You've just described computers. It's possible to get into a bad state because git can't read your mind, and, at the end of the day, it is incumbent upon you, the programmer, to make the computer do what you want. That is our responsibility as practitioners.
You need to think about what you're actually trying to accomplish, and that requires having a mental model of how the tool works. And no, I don't mean under the hood, I mean stuff like "what does a rebase do?" and "how do branches work?"
The Git Book is a great resource for this. I recommend reading it and trying the examples over and over until they stick. I promise, git is not inscrutable.
And yet only git has these problems. I work with artists and designers - non technical people - all day. 10 minutes with p4v is all they need to be able to check in, update, roll back bad changes, and shelve to share with others, and even these people who manage to get their computers into the most unbelievable of states can do that without breaking their workspace and needing help.
I've been using Jujutsu a little and over the weekend lost a bunch of files. I'd been working happily in an anonymous branch. I had a bunch of content in a thirdparty folder that was hidden by .gitignore. I couldn't figure out how to merge my anonymous branch into master. Somehow wound up on the old master and it deleted all of my gitignored files. Then jj status got totally fubar and couldn't complete in under 5 minutes because something something 7500 files (everything that got deleted, it was compiler toolchains).
It was a disaster.
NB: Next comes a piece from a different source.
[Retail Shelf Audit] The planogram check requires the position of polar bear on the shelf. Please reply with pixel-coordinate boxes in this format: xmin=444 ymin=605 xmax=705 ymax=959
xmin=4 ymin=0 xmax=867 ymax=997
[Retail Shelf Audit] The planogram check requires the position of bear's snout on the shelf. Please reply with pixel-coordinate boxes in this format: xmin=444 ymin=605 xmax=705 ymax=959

Literally the most important thing for any VCS tool is to never ever delete file I don't want deleted. No more Jujutsu for me.
Someday someone will invent a VCS tool that doesn't suck. Today is not that day.
When updating the working copy from one commit to another, I didn't think we would delete files that were not untracked in the first commit. I suspect the files are actually still available in the repo, but we'd appreciate a bug report if you can reproduce the problem.
The other issue you ran into with ignored files becoming tracked is a known limitation. I agree that it's really annoying. We have talked about it many times before but we didn't have a proper issue for tracking it, so I created one now: https://github.com/jj-vcs/jj/issues/5596
While I understand your predicament, consider not giving up on jj just yet because of this.
It is _exceedingly_ hard to lose files in jj, it's actually emotionally frustrating reading the line "most important thing [..] is to never ever delete file" because that's the whole shtick in jj with the oplog and whatnot - so something like nuking secrets completely from a jj repo is a bit of a chore.
Can you file a bug at least? A repro of some sort?.
Or at least show us what is it what you did, `jj op log` might be enough to deduce what happened.
Also check out `jj op log -p`, your files might very well be in history, especially if, as you said, jj status took a long time (presumably snapshotting those files that got lost)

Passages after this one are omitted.